OKIDO
- Categories: Children's science magazine
- Frequency: Monthly
- Founder: Rachel Ortas and Sophie Dauvois
- Founded: 2007
- Country: United Kingdom
- Based in: London
- Website: Okido

= Okido (magazine) =

British children's magazine

OKIDO is a monthly art and science publication for young children in the UK. The magazine was published by Doodle Productions Ltd and created in 2007 by artist Rachel Ortas and scientist Sophie Dauvois. They are assisted by Art Directors Alex Barrow and Maggie Li.

==History==
OKIDO Magazine, an independent publication, was started by parents from a kitchen table in Brixton in 2007. It was designed to fire up young imaginations and spark a life-long love of art and science. OKIDO Magazine is published monthly with a circulation of over 9,000.

The magazine was funded by a Wellcome Trust Small Arts Grant from 2007 until 2009. In 2009, OKIDO was funded by a Wellcome Trust Large Arts Grant. In 2011, OKIDO became self-funded. Starting in 2014, OKIDO was published by Doodle Productions Ltd.

== Content ==
Each issue starts with a story from Ortas's character Messy Monster and also includes science answers from Zim, Zam, Zoom, regular character features, stories, puzzles, doodles, games, activities, science experiments, a poem, a recipe and a pull-out card activity.

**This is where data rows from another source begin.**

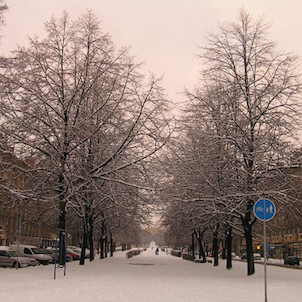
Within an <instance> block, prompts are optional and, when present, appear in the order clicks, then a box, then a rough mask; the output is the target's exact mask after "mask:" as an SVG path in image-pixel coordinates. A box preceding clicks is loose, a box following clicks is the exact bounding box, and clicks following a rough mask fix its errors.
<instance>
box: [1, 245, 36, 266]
mask: <svg viewBox="0 0 302 302" xmlns="http://www.w3.org/2000/svg"><path fill="white" fill-rule="evenodd" d="M37 264H38V262H37V261H36V260H35V259H33V258H29V257H19V256H18V254H17V253H16V252H15V251H9V250H8V247H7V246H0V266H3V267H20V268H21V267H28V266H36V265H37Z"/></svg>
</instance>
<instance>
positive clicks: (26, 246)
mask: <svg viewBox="0 0 302 302" xmlns="http://www.w3.org/2000/svg"><path fill="white" fill-rule="evenodd" d="M9 251H15V252H16V253H17V254H18V256H22V257H31V258H34V259H36V260H37V261H38V263H40V264H44V265H47V264H49V263H51V261H52V257H50V256H49V255H46V254H45V253H43V251H42V250H41V249H39V248H38V247H36V246H33V245H23V244H19V245H11V246H10V247H9Z"/></svg>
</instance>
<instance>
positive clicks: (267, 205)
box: [254, 199, 276, 302]
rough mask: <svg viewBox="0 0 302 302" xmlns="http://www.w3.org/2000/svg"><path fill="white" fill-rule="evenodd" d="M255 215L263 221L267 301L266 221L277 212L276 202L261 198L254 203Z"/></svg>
mask: <svg viewBox="0 0 302 302" xmlns="http://www.w3.org/2000/svg"><path fill="white" fill-rule="evenodd" d="M254 214H255V216H256V217H257V218H258V219H259V220H261V221H263V248H264V255H263V256H264V301H265V302H267V274H266V252H267V251H266V221H269V220H271V219H272V218H273V217H274V216H275V214H276V207H275V204H274V203H273V202H272V201H271V200H269V199H259V200H258V201H257V202H256V203H255V204H254Z"/></svg>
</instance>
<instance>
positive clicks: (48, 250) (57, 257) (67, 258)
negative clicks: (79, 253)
mask: <svg viewBox="0 0 302 302" xmlns="http://www.w3.org/2000/svg"><path fill="white" fill-rule="evenodd" d="M41 250H42V251H43V252H44V253H45V254H46V255H49V256H50V257H51V258H52V261H51V262H50V263H55V258H56V250H55V249H52V248H47V249H41ZM59 260H60V255H59V250H57V261H56V262H57V263H58V262H59ZM69 261H72V257H71V256H69V255H68V254H67V253H66V262H69Z"/></svg>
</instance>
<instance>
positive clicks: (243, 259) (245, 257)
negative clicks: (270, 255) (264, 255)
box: [240, 253, 261, 260]
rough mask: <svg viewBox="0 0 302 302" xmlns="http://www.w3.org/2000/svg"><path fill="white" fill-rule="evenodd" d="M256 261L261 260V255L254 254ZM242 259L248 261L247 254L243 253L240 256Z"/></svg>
mask: <svg viewBox="0 0 302 302" xmlns="http://www.w3.org/2000/svg"><path fill="white" fill-rule="evenodd" d="M253 256H254V260H261V255H260V254H259V253H254V254H253ZM240 259H242V260H246V259H247V253H242V254H241V256H240Z"/></svg>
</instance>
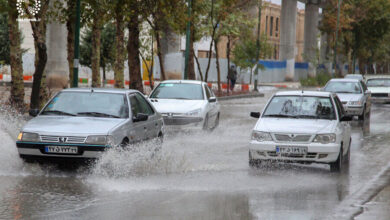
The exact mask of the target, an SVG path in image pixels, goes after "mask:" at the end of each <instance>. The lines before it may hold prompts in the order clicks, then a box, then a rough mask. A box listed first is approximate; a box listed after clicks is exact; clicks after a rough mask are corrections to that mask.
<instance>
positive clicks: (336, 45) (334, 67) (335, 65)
mask: <svg viewBox="0 0 390 220" xmlns="http://www.w3.org/2000/svg"><path fill="white" fill-rule="evenodd" d="M340 5H341V0H338V1H337V23H336V37H335V43H334V52H333V68H334V71H333V72H332V77H335V75H336V69H337V40H338V33H339V23H340Z"/></svg>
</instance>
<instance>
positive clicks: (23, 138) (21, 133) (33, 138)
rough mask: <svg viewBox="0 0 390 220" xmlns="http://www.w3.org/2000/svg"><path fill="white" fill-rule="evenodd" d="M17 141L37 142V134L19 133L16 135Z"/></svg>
mask: <svg viewBox="0 0 390 220" xmlns="http://www.w3.org/2000/svg"><path fill="white" fill-rule="evenodd" d="M18 141H30V142H39V134H37V133H29V132H20V133H19V135H18Z"/></svg>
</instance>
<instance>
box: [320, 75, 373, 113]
mask: <svg viewBox="0 0 390 220" xmlns="http://www.w3.org/2000/svg"><path fill="white" fill-rule="evenodd" d="M324 91H327V92H334V93H336V94H337V96H338V97H339V98H340V100H341V103H342V104H343V106H344V110H345V113H346V114H347V115H351V116H358V117H359V120H364V119H365V118H366V117H369V116H370V113H371V92H370V91H369V90H368V88H367V86H366V84H365V83H364V82H363V81H361V80H358V79H331V80H329V82H328V83H327V84H326V85H325V87H324Z"/></svg>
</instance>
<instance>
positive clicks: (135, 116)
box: [133, 113, 149, 122]
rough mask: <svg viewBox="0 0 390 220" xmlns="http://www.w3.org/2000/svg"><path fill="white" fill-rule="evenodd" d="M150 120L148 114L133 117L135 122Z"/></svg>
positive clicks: (140, 113)
mask: <svg viewBox="0 0 390 220" xmlns="http://www.w3.org/2000/svg"><path fill="white" fill-rule="evenodd" d="M148 118H149V116H148V115H147V114H143V113H138V114H137V115H135V116H133V122H139V121H146V120H148Z"/></svg>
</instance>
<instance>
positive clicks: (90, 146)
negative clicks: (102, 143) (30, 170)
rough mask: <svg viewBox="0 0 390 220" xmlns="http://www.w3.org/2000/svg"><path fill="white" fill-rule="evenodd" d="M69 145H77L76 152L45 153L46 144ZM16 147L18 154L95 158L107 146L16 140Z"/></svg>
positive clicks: (45, 152)
mask: <svg viewBox="0 0 390 220" xmlns="http://www.w3.org/2000/svg"><path fill="white" fill-rule="evenodd" d="M53 145H55V146H71V147H77V149H78V152H77V154H63V153H46V152H45V147H46V146H53ZM16 147H17V148H18V152H19V155H20V156H22V157H23V156H35V157H48V158H69V159H77V158H80V159H96V158H99V157H100V156H101V155H102V153H103V152H104V151H105V150H106V149H108V148H109V146H103V145H86V144H78V145H76V144H72V145H69V144H58V143H55V144H54V143H33V142H16Z"/></svg>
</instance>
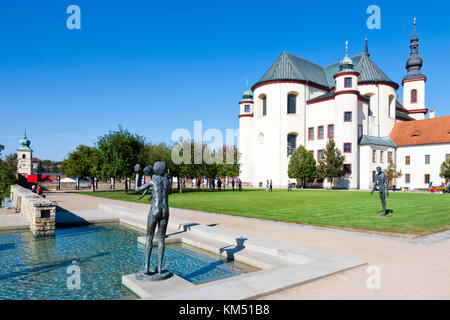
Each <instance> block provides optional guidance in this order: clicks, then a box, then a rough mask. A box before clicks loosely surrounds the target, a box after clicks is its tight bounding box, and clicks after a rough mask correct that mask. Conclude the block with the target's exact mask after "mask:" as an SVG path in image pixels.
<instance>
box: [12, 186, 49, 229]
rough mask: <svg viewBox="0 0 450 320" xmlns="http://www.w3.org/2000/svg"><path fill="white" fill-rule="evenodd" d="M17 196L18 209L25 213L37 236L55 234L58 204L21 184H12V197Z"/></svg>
mask: <svg viewBox="0 0 450 320" xmlns="http://www.w3.org/2000/svg"><path fill="white" fill-rule="evenodd" d="M15 196H17V202H16V209H17V211H18V212H19V213H20V214H22V215H24V216H25V218H26V219H27V221H28V224H29V226H30V231H31V232H32V233H33V235H34V236H36V237H41V236H52V235H54V234H55V215H56V204H55V203H54V202H52V201H50V200H47V199H45V198H43V197H41V196H38V195H37V194H35V193H33V192H31V190H29V189H26V188H23V187H21V186H19V185H17V184H16V185H13V186H11V199H14V198H15Z"/></svg>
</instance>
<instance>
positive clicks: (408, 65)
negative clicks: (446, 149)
mask: <svg viewBox="0 0 450 320" xmlns="http://www.w3.org/2000/svg"><path fill="white" fill-rule="evenodd" d="M410 48H411V52H410V56H409V59H408V61H407V62H406V69H407V70H408V74H407V75H406V77H404V78H403V81H402V85H403V106H404V107H405V109H407V110H408V114H409V116H411V117H412V118H414V119H416V120H420V119H425V115H426V114H427V112H428V109H426V108H425V81H426V80H427V77H425V76H424V75H423V74H422V73H421V72H420V68H422V58H420V57H419V38H418V37H417V33H416V18H414V28H413V35H412V38H411V45H410Z"/></svg>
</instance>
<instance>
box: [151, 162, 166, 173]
mask: <svg viewBox="0 0 450 320" xmlns="http://www.w3.org/2000/svg"><path fill="white" fill-rule="evenodd" d="M166 170H167V165H166V163H165V162H164V161H157V162H155V164H154V165H153V173H154V174H155V175H157V176H163V175H164V174H165V173H166Z"/></svg>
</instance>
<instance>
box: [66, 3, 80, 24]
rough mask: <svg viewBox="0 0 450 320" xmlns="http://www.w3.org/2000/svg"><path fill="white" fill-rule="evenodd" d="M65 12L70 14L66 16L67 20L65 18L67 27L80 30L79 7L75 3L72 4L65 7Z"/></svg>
mask: <svg viewBox="0 0 450 320" xmlns="http://www.w3.org/2000/svg"><path fill="white" fill-rule="evenodd" d="M66 13H67V14H70V16H69V17H67V20H66V26H67V29H69V30H73V29H77V30H80V29H81V9H80V7H79V6H77V5H75V4H72V5H70V6H68V7H67V10H66Z"/></svg>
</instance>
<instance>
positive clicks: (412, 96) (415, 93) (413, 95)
mask: <svg viewBox="0 0 450 320" xmlns="http://www.w3.org/2000/svg"><path fill="white" fill-rule="evenodd" d="M411 103H417V90H416V89H413V90H411Z"/></svg>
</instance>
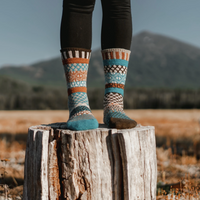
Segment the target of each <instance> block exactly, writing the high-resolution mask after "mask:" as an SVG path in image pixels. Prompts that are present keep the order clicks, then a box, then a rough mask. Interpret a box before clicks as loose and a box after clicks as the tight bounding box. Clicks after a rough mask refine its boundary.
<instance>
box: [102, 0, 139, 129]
mask: <svg viewBox="0 0 200 200" xmlns="http://www.w3.org/2000/svg"><path fill="white" fill-rule="evenodd" d="M102 8H103V23H102V36H101V48H102V56H103V63H104V72H105V95H104V123H105V124H107V125H108V126H109V127H110V128H119V129H125V128H133V127H135V126H136V125H137V123H136V122H135V121H134V120H132V119H130V118H129V117H128V116H127V115H126V114H125V113H124V111H123V96H124V85H125V81H126V74H127V69H128V61H129V56H130V45H131V38H132V21H131V7H130V0H102Z"/></svg>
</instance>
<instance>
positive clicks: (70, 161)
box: [23, 123, 157, 200]
mask: <svg viewBox="0 0 200 200" xmlns="http://www.w3.org/2000/svg"><path fill="white" fill-rule="evenodd" d="M64 126H65V123H55V124H50V125H39V126H32V127H30V128H29V131H28V140H27V148H26V158H25V169H24V193H23V199H24V200H40V199H42V200H48V199H50V200H57V199H65V200H135V199H136V200H143V199H145V200H150V199H156V185H157V161H156V142H155V131H154V127H152V126H140V125H138V126H137V127H136V128H134V129H126V130H117V129H108V128H106V127H105V126H104V125H100V128H98V129H95V130H88V131H71V130H65V129H63V128H64Z"/></svg>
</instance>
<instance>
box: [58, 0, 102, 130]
mask: <svg viewBox="0 0 200 200" xmlns="http://www.w3.org/2000/svg"><path fill="white" fill-rule="evenodd" d="M94 3H95V0H84V1H83V0H64V1H63V15H62V22H61V37H60V38H61V54H62V61H63V65H64V70H65V75H66V80H67V86H68V106H69V112H70V116H69V120H68V121H67V124H66V128H68V129H71V130H88V129H95V128H98V122H97V120H96V119H95V118H94V116H93V115H92V113H91V110H90V107H89V102H88V97H87V87H86V81H87V72H88V64H89V59H90V54H91V50H90V48H91V23H92V12H93V9H94Z"/></svg>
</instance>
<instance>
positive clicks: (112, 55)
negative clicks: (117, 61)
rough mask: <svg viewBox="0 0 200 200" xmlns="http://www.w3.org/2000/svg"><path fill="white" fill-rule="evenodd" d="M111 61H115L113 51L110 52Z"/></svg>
mask: <svg viewBox="0 0 200 200" xmlns="http://www.w3.org/2000/svg"><path fill="white" fill-rule="evenodd" d="M110 59H114V55H113V52H112V51H111V52H110Z"/></svg>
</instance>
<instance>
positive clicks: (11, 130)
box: [0, 109, 200, 138]
mask: <svg viewBox="0 0 200 200" xmlns="http://www.w3.org/2000/svg"><path fill="white" fill-rule="evenodd" d="M125 112H126V113H127V115H128V116H129V117H130V118H132V119H135V120H136V121H137V122H138V123H139V124H141V125H143V126H145V125H151V126H155V128H156V135H159V136H166V134H167V135H168V136H169V137H177V138H180V137H191V136H193V137H194V136H195V137H197V135H199V133H200V110H195V109H194V110H126V111H125ZM93 114H94V116H95V117H96V118H97V120H98V122H99V123H103V111H102V110H93ZM68 116H69V113H68V111H58V110H56V111H0V133H12V134H16V133H27V130H28V128H29V127H30V126H33V125H39V124H48V123H54V122H65V121H67V119H68Z"/></svg>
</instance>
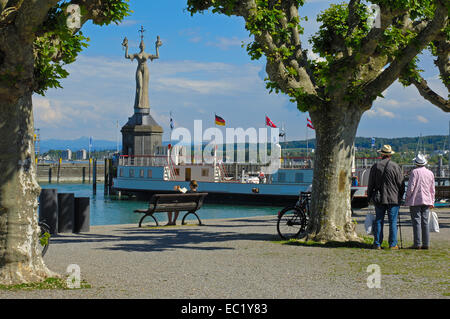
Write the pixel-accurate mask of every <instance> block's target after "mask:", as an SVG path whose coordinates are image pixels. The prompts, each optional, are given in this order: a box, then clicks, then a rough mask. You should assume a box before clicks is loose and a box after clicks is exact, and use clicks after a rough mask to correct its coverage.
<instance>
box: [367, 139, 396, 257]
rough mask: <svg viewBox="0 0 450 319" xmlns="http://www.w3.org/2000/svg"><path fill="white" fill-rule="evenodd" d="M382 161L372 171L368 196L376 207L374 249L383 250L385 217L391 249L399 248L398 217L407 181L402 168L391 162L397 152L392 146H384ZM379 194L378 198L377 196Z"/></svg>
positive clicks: (379, 161) (373, 232) (369, 178)
mask: <svg viewBox="0 0 450 319" xmlns="http://www.w3.org/2000/svg"><path fill="white" fill-rule="evenodd" d="M378 153H380V154H381V156H382V160H381V161H379V162H378V163H376V164H374V165H373V166H372V168H371V169H370V175H369V184H368V187H367V196H368V198H369V200H370V201H371V202H372V203H373V204H374V206H375V215H376V217H375V222H374V227H373V234H374V242H373V245H374V248H375V249H381V244H382V242H383V226H384V216H385V215H386V213H387V214H388V219H389V248H391V249H398V246H397V217H398V211H399V209H400V202H401V200H402V198H403V195H404V193H405V179H404V176H403V173H402V169H401V168H400V166H399V165H398V164H397V163H395V162H394V161H392V160H391V156H392V154H394V153H395V152H394V151H393V150H392V147H391V146H390V145H384V146H383V147H382V148H381V150H378ZM377 194H379V195H378V196H376V195H377Z"/></svg>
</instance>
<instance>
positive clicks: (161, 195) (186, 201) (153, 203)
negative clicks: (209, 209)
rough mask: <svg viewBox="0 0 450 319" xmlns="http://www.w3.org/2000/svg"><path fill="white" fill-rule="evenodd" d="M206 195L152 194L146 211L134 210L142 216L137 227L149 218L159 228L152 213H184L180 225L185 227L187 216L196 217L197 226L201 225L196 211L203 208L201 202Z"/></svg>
mask: <svg viewBox="0 0 450 319" xmlns="http://www.w3.org/2000/svg"><path fill="white" fill-rule="evenodd" d="M206 195H208V193H185V194H154V195H153V196H152V198H151V199H150V202H149V206H148V208H147V209H136V210H134V212H135V213H139V214H144V216H142V218H141V219H140V220H139V227H142V223H143V221H144V219H145V218H146V217H150V218H151V220H153V221H154V222H155V224H156V226H159V223H158V220H157V219H156V217H155V216H154V215H153V214H154V213H169V212H181V211H186V212H187V213H186V214H184V216H183V219H182V221H181V224H182V225H185V219H186V217H187V216H188V215H191V214H192V215H194V216H195V217H197V220H198V224H199V225H203V224H202V221H201V220H200V217H198V215H197V213H196V211H197V210H199V209H200V208H201V207H202V206H203V200H204V199H205V197H206Z"/></svg>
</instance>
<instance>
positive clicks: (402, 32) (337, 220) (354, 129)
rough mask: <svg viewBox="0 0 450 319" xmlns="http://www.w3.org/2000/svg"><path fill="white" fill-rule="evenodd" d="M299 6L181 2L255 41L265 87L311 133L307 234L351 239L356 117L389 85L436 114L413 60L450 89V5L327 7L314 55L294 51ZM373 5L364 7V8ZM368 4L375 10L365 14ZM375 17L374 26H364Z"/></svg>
mask: <svg viewBox="0 0 450 319" xmlns="http://www.w3.org/2000/svg"><path fill="white" fill-rule="evenodd" d="M305 2H306V1H303V0H188V1H187V9H188V11H189V12H191V14H192V15H193V14H195V13H200V12H203V11H206V10H210V9H211V10H212V12H214V13H220V14H225V15H236V16H241V17H243V18H244V19H245V22H246V25H245V26H246V29H247V30H248V31H249V32H250V34H251V35H252V36H253V37H254V41H253V42H251V43H250V44H248V45H247V52H248V54H249V55H250V56H251V58H252V59H259V58H260V57H262V56H263V55H264V56H265V57H266V59H267V65H266V72H267V74H268V78H267V79H266V81H267V82H266V83H267V88H268V89H269V90H270V91H275V92H277V93H278V92H282V93H285V94H287V95H289V96H290V97H291V99H292V101H294V102H296V103H297V106H298V109H299V110H300V111H302V112H306V111H307V112H309V113H310V115H311V119H312V121H313V123H314V127H315V129H316V138H317V148H316V153H315V165H314V182H313V194H312V195H313V196H312V208H313V218H312V222H311V223H310V227H309V230H308V231H309V234H310V237H312V238H315V239H317V240H353V239H355V238H356V233H355V231H354V225H353V224H352V223H351V213H350V177H351V157H352V154H353V152H354V146H353V144H354V140H355V135H356V130H357V127H358V125H359V122H360V119H361V116H362V114H363V113H364V112H365V111H367V110H369V109H370V108H371V107H372V104H373V102H374V101H375V99H376V98H377V97H380V96H382V93H383V92H384V91H385V90H386V89H387V88H388V87H389V86H390V85H391V84H393V83H394V82H395V81H396V80H399V81H400V82H401V83H402V84H403V85H414V86H415V87H417V89H418V90H419V92H420V94H421V95H422V96H423V97H424V98H426V99H427V100H428V101H430V102H431V103H433V104H434V105H435V106H437V107H439V108H440V109H441V110H443V111H444V112H449V111H450V105H449V101H448V97H447V98H445V97H441V96H439V95H438V94H437V93H436V92H434V91H433V90H432V89H431V88H430V87H429V86H428V84H427V82H426V81H425V80H424V79H423V77H422V76H421V74H420V70H419V69H418V66H417V62H418V58H417V56H418V54H420V53H421V52H422V51H423V50H424V49H427V48H428V49H430V51H431V53H432V54H433V56H435V57H436V60H435V64H436V65H437V67H438V69H439V72H440V78H441V79H442V81H443V83H444V84H445V86H446V87H447V89H449V85H450V64H449V54H450V29H449V25H448V15H449V10H450V2H448V1H445V0H371V1H370V2H367V1H359V0H350V1H348V2H342V3H339V4H331V5H330V7H329V8H328V9H327V10H325V11H323V12H322V13H321V14H319V16H318V17H317V21H319V22H321V25H320V27H319V30H318V31H317V33H316V34H315V35H313V36H312V37H311V38H310V39H309V41H310V43H311V44H312V50H313V52H314V53H316V54H318V55H319V56H320V59H317V60H313V59H310V58H308V55H307V51H306V50H305V49H304V47H303V43H302V41H301V36H302V33H303V29H302V26H301V25H302V23H301V22H302V20H303V19H307V17H301V12H302V9H301V7H302V6H303V5H304V3H305ZM370 4H372V5H376V7H373V6H372V7H370V6H369V5H370ZM374 8H375V9H374ZM376 13H378V15H379V20H378V21H375V23H374V21H373V15H374V14H376Z"/></svg>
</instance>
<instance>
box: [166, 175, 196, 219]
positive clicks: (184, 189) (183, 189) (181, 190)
mask: <svg viewBox="0 0 450 319" xmlns="http://www.w3.org/2000/svg"><path fill="white" fill-rule="evenodd" d="M189 188H190V189H189V190H188V191H186V188H184V187H183V188H180V185H177V186H175V187H174V190H177V191H179V192H181V193H195V192H197V188H198V184H197V181H195V180H192V181H191V182H190V183H189ZM179 213H180V212H178V211H176V212H173V213H172V212H170V213H167V219H168V220H169V222H168V223H167V224H166V226H174V225H176V224H177V218H178V214H179ZM172 214H174V215H175V216H174V219H173V220H172Z"/></svg>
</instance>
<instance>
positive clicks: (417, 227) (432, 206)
mask: <svg viewBox="0 0 450 319" xmlns="http://www.w3.org/2000/svg"><path fill="white" fill-rule="evenodd" d="M414 164H415V165H416V168H415V169H413V170H412V171H411V173H410V175H409V179H408V191H407V192H406V200H405V205H406V206H410V208H409V211H410V213H411V222H412V226H413V236H414V245H413V246H412V247H411V248H413V249H428V248H429V244H430V231H429V229H428V216H429V209H430V208H433V207H434V200H435V198H434V196H435V184H434V174H433V172H432V171H430V170H429V169H427V168H426V167H425V165H426V164H427V160H426V159H425V156H423V155H422V154H419V155H417V157H416V158H415V159H414Z"/></svg>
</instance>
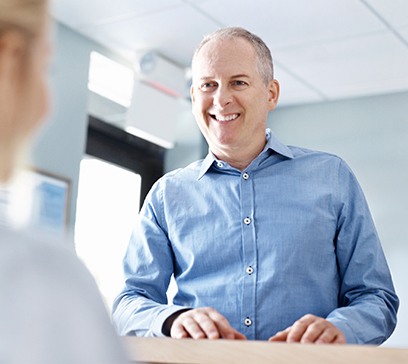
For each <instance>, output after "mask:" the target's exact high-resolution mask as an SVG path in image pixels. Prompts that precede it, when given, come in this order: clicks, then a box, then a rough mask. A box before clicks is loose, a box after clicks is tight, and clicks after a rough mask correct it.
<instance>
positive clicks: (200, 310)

Regular character stories include "Messy Monster" by Rachel Ortas, "Zim Zam Zoom" by Alex Barrow, "Yoga Monkey" by Paul Noble, and "Squirrel Boy" by Beth Morrison. Each issue also includes stories from guest illustrators.

==Messy Goes to Okido==
In September 2015, Messy Goes to Okido, which has been developed from the magazine, was launched on the BBC's CBeebies channel as a 104-part television series aimed at three to five-year-old children. Series 2 began airing in 2018, while the Series 3 began airing in 2022.

The program has also helped to expand the Okido brand overseas, as it airs in numerous foreign nations and has dubs in over 10 different languages.